All my life I’ve enjoyed poring over old photographs of Mum and Dad back in their salad days. Like Fr Brendan, I’m too inexpert to editorialise about women’s fashions but I do know these two things are true: women are still expected to make an effort and, second, the modest dresses ladies wore in the rationing-afflicted 1940s were more flattering than the creations most women will ‘wear’ to the 2023 Melbourne Cup. As for the men, the less said the better. Only a few have a clue – unlike even working class men of yore. My favourite era in the old photo albums, style-wise, was the 1940s and 50s. Mum made her own dresses then but looks like a star.
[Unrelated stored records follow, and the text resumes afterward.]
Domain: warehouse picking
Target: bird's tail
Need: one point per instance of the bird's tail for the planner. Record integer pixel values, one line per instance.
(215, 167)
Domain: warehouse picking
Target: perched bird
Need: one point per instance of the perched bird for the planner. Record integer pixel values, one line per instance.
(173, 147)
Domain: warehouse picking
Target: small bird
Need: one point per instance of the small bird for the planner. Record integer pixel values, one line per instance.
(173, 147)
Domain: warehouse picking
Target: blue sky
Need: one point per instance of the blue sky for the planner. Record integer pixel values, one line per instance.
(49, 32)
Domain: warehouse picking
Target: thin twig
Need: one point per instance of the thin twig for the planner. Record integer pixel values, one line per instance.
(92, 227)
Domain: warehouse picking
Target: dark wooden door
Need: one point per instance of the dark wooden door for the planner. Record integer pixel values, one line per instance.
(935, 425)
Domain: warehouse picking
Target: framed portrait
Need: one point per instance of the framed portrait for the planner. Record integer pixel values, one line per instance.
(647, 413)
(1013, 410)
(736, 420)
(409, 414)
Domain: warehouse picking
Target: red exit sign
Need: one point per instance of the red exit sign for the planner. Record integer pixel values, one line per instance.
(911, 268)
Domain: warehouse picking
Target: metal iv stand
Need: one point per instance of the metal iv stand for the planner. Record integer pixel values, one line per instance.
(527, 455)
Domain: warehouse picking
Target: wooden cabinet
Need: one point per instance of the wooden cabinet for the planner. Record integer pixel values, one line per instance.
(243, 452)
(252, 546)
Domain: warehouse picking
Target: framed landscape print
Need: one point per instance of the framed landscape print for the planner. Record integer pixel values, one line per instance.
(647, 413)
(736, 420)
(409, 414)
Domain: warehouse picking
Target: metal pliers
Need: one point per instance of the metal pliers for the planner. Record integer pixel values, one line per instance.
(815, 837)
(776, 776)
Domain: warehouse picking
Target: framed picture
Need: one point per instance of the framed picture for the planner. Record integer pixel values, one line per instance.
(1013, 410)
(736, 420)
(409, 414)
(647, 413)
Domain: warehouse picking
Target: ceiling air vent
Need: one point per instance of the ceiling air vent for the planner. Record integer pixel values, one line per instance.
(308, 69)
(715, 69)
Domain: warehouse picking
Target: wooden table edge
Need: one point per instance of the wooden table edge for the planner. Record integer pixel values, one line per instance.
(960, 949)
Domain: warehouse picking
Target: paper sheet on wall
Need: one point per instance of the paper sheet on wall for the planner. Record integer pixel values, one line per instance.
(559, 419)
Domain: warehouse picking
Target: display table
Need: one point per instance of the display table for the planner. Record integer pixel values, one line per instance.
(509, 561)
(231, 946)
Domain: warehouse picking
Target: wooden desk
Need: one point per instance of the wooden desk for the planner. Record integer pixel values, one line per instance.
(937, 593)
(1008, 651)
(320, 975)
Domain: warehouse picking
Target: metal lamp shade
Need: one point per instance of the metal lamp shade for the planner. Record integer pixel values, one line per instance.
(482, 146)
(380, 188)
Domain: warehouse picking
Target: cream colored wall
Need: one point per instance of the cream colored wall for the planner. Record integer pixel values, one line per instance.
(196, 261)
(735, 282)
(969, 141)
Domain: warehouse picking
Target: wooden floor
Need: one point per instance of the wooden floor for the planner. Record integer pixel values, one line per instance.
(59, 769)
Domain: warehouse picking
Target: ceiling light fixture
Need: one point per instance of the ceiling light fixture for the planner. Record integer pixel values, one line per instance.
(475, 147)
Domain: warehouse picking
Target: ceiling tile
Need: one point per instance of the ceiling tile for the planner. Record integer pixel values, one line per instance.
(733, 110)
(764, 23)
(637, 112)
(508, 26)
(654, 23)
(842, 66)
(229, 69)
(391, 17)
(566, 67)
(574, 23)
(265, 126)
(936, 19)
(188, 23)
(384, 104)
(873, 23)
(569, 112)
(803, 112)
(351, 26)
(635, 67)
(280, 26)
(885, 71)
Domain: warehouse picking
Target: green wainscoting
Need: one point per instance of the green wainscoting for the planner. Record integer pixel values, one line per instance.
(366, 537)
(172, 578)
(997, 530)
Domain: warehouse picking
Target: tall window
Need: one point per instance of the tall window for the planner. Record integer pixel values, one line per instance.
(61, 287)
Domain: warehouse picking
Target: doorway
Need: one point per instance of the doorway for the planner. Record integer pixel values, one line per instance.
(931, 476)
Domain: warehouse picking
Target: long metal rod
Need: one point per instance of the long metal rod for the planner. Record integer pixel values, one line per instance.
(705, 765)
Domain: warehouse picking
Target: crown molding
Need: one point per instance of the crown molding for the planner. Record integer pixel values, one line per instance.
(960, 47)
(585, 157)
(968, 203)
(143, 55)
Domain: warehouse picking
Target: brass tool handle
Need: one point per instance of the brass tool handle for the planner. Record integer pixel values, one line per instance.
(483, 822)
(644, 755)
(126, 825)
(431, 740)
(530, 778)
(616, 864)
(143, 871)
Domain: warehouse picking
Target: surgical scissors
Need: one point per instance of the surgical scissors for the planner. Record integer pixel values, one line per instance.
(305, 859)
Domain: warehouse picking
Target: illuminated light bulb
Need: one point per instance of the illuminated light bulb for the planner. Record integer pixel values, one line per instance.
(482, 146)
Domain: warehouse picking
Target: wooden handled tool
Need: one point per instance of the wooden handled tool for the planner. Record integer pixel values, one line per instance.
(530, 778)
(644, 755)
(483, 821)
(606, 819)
Star Trekisation doesn’t help, aesthetically. Millions are now forced to wear hi-viz – whether or not they’re realistically in danger of being squished by a pantech – or crummy uniforms consisting of a company logo stamped on a Chinese-made polo shirt. Beauty and mystique are becoming luxuries for an un-vizzed beau monde that – unlike young Mum and her friends – has cultivated too little of either to draw from when it actually matters. There’s an ancient saying in theology: ‘Lex orandi, lex credendi.’ The way we worship is what we believe and who we are. ‘Clothes make the man’ – vestis virum facit – is a cousin to the axiom no more than once removed.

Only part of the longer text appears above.